The First Tour of the IPython Notebook

Why IPython Notebook?

I still remember that the first time I'd seen IPython Notebook was at Taipei.py. At that time, I wasn't sure why it's a good idea to write Python programs on a restricted environment in a browser. I mean, I couldn't even use my favorite Vim commands! I tried installing it and wrote a few short programs, but ended up not being interested to continue using the Notebook. On the other hand, I found the IPython interactive shell to be more convenient than the original Python shell, so I started using it more and more often when I needed to issue short Python commands.

My second experience with IPython Notebook was from the course materials of CS231n. In that course, each assignment was a IPython Notebook. You could complete the code on either the Notebook itself or independent Python scripts. The results could be evaluated immediately on the Notebook. I realized this was a fantastic way to share and communicate! There was also the nbviewer, which made it so easy to view all those Notebooks without having to actually set up the Python environment.

As I gained more experience with machine learning tasks using Python, I started to understand why IPython Notebook was so popular among the scientific computing community. I believed one of the reasons must be that it provided a very simple way to record everything you did.
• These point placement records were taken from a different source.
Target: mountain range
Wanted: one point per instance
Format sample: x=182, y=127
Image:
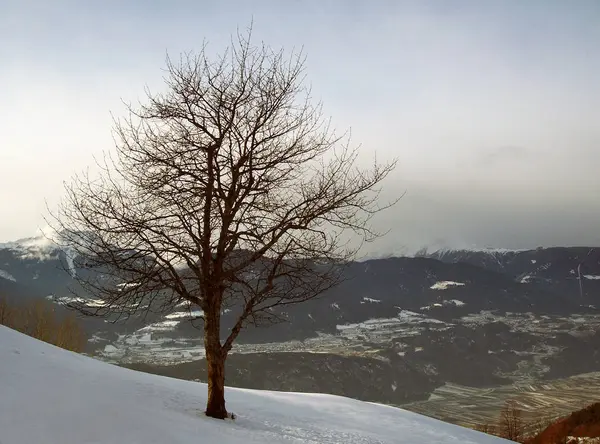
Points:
x=394, y=331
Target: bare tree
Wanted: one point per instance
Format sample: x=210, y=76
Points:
x=511, y=424
x=228, y=190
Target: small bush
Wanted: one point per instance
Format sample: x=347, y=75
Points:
x=39, y=320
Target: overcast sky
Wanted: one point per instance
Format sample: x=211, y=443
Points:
x=491, y=107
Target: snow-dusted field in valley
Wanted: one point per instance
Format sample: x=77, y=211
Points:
x=51, y=396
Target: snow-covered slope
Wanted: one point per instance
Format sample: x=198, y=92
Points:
x=51, y=396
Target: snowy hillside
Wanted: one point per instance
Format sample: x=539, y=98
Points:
x=51, y=396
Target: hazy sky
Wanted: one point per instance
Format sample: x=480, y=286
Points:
x=491, y=107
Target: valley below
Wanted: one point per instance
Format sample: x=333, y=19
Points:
x=452, y=335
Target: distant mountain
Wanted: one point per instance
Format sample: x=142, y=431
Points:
x=478, y=318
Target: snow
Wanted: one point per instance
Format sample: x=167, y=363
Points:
x=7, y=275
x=53, y=396
x=371, y=300
x=160, y=326
x=185, y=314
x=443, y=285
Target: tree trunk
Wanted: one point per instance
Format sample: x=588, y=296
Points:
x=215, y=361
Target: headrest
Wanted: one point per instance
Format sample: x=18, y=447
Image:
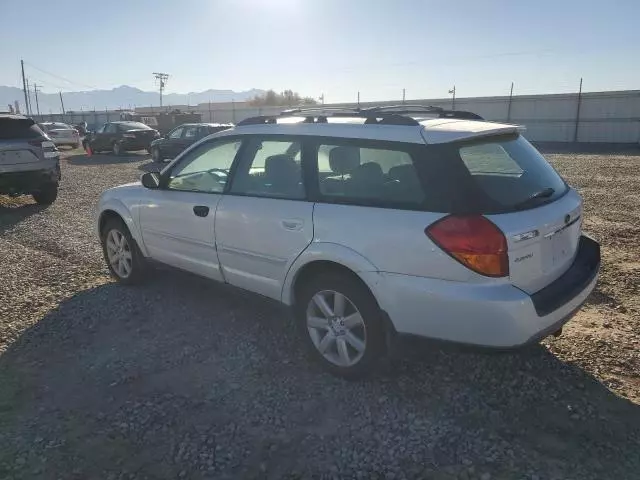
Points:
x=343, y=160
x=280, y=165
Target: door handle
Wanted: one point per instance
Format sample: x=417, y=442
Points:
x=201, y=210
x=292, y=224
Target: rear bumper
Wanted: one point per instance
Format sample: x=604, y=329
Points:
x=30, y=177
x=135, y=144
x=496, y=316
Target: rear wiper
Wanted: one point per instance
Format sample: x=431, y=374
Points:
x=544, y=193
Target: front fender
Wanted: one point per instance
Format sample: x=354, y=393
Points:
x=330, y=252
x=117, y=206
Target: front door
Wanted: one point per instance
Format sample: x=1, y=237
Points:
x=264, y=222
x=178, y=220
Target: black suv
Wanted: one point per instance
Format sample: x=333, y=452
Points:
x=181, y=137
x=120, y=137
x=29, y=161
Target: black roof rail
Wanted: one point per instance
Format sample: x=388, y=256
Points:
x=382, y=115
x=442, y=113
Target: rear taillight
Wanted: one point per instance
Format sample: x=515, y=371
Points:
x=474, y=241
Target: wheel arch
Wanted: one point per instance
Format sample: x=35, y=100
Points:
x=116, y=209
x=329, y=256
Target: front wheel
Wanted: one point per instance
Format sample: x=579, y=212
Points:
x=124, y=259
x=341, y=324
x=46, y=194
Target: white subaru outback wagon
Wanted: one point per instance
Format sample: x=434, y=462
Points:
x=368, y=223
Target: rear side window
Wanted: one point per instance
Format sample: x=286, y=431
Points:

最近在資料科學領域學習，最讓我感覺震驚的不是技術，反而是 science != engineering 的感覺，跟寫 code 做產品完全不一樣的思維和工作模式。打開 ipython 或 rstudio 就像打開實驗記錄簿，不斷假設、驗證、預測。這跟做軟體工程，差別真的蠻大的。
— i͛ho͌ͯͦ̉͑we̍̃̏ͣr̆̽̓ (@ihower) August 31, 2015

For example, when doing data science, there is a need to manage not just the source code but also the data. Tasks such as data preprocessing, data cleaning and feature extraction all requires some transformations of the data. Oftentimes, it seems that some of the transformations would be done for only once, and it is very tempting to just issue the command without even recording what has been done. This could be a disaster when you want to rerun the experiments under different settings for the early stages of the pipeline. Even if you do put down the commands on Python scripts, it is still difficult to figure out the order and parameters for these scripts later. On the other hand, if you put much effort to write a single script for all the data transformation and analysis straight from the original data every time runs, the running time may become unacceptable when dealing with big data. That's where IPython Notebook shines. It is a perfect notebook to record everything.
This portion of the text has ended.